Formally this means the following.

We say that $\bar{x}$ is *stable* if, for any (arbitrarily small) $\epsilon>0$, there exists a $\delta>0$ (depending on $\epsilon$) such that, for all initial conditions $x(0)=x_0$ satisfying $|x_0-\bar{x}|<\delta$, we have $|x(t)-\bar{x}|<\epsilon$ for all $t>0$.

We say that $\bar{x}$ is *asymptotically stable* if it is stable and if there exists a $\rho>0$ such that

$$ \lim_{t\to+\infty} |x(t)-\bar{x}|=0 $$

for all $x_0$ satisfying $|x_0-\bar{x}|<\rho$.The obvious question is: is a given fixed point stable or unstable? The following theorem answers this question in a way that shouldn’t surprise you.

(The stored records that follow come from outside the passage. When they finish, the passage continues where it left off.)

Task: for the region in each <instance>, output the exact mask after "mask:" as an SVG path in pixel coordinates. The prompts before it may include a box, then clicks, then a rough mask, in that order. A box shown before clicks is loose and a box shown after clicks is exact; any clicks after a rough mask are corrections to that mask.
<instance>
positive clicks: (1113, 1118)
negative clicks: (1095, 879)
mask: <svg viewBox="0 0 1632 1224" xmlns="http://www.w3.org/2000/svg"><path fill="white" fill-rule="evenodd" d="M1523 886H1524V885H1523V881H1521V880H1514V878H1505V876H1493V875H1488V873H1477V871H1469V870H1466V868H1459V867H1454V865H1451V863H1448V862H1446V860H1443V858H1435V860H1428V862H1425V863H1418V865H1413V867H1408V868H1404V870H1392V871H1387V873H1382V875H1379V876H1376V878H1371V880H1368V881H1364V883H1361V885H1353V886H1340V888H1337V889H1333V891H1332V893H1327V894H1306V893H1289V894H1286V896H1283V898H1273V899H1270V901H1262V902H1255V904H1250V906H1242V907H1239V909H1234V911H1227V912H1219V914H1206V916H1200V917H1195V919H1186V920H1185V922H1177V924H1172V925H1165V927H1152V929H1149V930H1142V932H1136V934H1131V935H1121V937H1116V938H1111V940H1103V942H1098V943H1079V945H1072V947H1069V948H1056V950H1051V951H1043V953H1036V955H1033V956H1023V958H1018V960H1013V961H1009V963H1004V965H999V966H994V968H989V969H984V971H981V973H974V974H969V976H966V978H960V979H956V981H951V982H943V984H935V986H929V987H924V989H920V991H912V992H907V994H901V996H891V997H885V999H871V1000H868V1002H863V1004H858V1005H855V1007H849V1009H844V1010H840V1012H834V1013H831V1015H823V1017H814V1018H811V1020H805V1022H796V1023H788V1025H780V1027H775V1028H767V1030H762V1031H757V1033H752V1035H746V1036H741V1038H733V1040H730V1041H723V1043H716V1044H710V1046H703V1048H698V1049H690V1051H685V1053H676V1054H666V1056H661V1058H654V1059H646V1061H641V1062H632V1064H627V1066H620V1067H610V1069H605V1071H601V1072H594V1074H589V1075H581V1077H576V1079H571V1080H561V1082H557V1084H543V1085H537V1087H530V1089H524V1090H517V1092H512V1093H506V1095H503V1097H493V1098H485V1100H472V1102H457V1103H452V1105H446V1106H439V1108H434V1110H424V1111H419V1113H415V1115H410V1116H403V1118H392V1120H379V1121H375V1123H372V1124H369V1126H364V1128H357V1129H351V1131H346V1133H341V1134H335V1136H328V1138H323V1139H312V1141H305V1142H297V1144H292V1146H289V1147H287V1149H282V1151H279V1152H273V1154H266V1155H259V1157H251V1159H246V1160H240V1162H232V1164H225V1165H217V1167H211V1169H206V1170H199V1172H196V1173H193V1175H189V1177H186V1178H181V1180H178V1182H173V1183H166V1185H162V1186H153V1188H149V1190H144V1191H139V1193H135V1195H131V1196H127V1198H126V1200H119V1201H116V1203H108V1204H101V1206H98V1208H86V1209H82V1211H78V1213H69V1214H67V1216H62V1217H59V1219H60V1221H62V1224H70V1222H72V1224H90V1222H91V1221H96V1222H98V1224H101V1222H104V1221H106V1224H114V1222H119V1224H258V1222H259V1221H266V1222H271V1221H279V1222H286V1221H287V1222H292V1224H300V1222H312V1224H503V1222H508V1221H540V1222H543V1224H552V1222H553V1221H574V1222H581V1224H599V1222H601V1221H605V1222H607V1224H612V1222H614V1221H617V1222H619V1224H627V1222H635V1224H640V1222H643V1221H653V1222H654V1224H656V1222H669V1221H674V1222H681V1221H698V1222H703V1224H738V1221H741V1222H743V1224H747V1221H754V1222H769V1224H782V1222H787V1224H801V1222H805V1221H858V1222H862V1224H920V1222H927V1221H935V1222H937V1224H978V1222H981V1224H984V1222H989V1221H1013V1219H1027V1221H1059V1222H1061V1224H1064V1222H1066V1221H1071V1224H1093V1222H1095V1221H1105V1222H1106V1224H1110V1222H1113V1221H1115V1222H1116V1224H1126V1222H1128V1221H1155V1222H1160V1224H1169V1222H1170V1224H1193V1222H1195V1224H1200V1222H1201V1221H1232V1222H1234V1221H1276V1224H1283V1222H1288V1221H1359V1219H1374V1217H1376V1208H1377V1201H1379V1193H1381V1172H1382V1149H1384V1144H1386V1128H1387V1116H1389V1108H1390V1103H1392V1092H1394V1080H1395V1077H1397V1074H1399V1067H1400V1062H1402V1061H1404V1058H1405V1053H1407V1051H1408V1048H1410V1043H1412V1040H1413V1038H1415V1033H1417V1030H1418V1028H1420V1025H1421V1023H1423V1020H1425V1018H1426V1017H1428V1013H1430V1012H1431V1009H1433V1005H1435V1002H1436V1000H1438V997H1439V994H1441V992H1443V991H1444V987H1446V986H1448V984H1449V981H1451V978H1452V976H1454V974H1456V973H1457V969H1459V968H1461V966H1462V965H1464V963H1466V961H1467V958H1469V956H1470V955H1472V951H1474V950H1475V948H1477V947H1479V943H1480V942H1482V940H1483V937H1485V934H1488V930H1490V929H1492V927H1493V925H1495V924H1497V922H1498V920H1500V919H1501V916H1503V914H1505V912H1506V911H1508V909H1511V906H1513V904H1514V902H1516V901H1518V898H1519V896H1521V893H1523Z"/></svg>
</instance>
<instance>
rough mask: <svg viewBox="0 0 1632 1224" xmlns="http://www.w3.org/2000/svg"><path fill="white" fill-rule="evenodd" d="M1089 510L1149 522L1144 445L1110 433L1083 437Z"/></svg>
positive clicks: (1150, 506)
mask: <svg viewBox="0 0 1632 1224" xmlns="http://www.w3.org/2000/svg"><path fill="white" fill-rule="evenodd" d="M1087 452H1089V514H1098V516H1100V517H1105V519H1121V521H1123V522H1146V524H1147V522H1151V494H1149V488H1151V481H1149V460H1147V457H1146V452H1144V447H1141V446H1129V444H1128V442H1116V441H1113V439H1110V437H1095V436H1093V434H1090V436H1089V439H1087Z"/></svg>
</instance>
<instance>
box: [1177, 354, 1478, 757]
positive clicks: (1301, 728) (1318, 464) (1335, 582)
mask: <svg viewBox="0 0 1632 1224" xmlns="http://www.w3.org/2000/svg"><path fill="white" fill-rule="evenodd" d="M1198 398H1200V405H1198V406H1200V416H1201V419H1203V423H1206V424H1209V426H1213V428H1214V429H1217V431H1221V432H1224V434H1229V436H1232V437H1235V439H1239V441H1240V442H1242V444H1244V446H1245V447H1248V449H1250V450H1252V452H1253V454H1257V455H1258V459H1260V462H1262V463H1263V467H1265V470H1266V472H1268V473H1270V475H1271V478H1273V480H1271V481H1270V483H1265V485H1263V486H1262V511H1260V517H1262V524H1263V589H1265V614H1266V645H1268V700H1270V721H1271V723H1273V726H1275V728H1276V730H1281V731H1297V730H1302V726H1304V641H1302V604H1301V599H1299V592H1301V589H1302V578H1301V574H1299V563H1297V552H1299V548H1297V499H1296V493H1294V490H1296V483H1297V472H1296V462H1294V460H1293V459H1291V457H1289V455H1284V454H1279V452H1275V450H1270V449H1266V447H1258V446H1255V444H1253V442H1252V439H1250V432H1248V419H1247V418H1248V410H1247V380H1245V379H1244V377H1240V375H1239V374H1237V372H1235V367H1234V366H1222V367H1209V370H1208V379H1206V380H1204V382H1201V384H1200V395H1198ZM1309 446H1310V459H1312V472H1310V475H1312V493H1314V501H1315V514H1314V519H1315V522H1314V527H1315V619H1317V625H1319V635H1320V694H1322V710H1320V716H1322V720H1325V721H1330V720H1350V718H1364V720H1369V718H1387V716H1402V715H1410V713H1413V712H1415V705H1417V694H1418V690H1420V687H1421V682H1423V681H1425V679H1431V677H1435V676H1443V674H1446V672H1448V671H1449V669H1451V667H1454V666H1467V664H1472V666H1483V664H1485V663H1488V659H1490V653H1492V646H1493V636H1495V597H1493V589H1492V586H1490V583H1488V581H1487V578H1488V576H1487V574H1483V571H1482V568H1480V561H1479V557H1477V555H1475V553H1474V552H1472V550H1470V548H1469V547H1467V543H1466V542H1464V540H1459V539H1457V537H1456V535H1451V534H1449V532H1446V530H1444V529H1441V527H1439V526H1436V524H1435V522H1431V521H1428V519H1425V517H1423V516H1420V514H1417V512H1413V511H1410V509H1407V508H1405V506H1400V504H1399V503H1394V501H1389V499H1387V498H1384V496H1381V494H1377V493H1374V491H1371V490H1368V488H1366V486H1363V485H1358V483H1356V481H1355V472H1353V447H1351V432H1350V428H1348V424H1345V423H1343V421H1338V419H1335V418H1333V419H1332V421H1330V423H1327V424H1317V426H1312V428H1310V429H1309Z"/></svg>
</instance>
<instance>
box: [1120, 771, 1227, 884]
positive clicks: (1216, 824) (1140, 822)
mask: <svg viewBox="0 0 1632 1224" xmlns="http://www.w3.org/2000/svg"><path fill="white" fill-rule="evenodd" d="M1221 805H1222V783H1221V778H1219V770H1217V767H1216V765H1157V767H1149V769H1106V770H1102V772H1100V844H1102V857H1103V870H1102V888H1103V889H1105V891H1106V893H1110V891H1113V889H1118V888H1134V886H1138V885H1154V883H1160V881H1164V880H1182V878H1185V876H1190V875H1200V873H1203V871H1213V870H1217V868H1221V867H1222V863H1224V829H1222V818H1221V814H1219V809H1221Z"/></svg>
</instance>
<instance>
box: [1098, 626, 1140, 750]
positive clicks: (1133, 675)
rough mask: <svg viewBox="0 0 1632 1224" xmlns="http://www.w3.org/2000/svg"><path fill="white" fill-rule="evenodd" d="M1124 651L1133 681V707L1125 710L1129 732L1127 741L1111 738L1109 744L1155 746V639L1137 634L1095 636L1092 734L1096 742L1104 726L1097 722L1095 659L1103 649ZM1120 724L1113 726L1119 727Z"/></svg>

**Theorem.** *Suppose that $\bar{x}$ is a fixed point and that $f’(\bar{x})\neq 0$. Then it is asymptotically stable if $f’(\bar{x})<0$, and unstable if $f’(\bar{x})>0$.
*

Coming back to the logistic equation $\dot{x}=bx-dx^2$ ($b,d>0$), it is clear that $0$ is unstable and $b/d$ is asymptotically stable. This is of course confirmed by the theorem: since $f’(0)=b>0$ and $f’(b/d)=-b<0$.

In most examples, we are able to ascertain the *local stability* of fixed *by graphical inspection*, hence the previous theorem seems only to confirm what is obvious from a graphical study. But it says more: we now have a measure of how stable is a fixed point by looking at the magnitude of $f’(\bar{x})$. This magnitude plays the role of an exponential growth or decay rate. Its reciprocal $1/|f’(\bar{x})|$ is a characteristic time scale determining the time required for $x(t)$ to vary significantly in the neighborhood of $\bar{x}$.

It is not surprising that the theorem does not allow to conclude in the case where $f’(\bar{x})=0$; we have to look for the next nonzero order term in Taylor’s expansion.

The derivative test prefigures what we can do for a higher-dimensional system: the qualitative behavior near fixed points should be predicted by looking at the linear approximation of the system.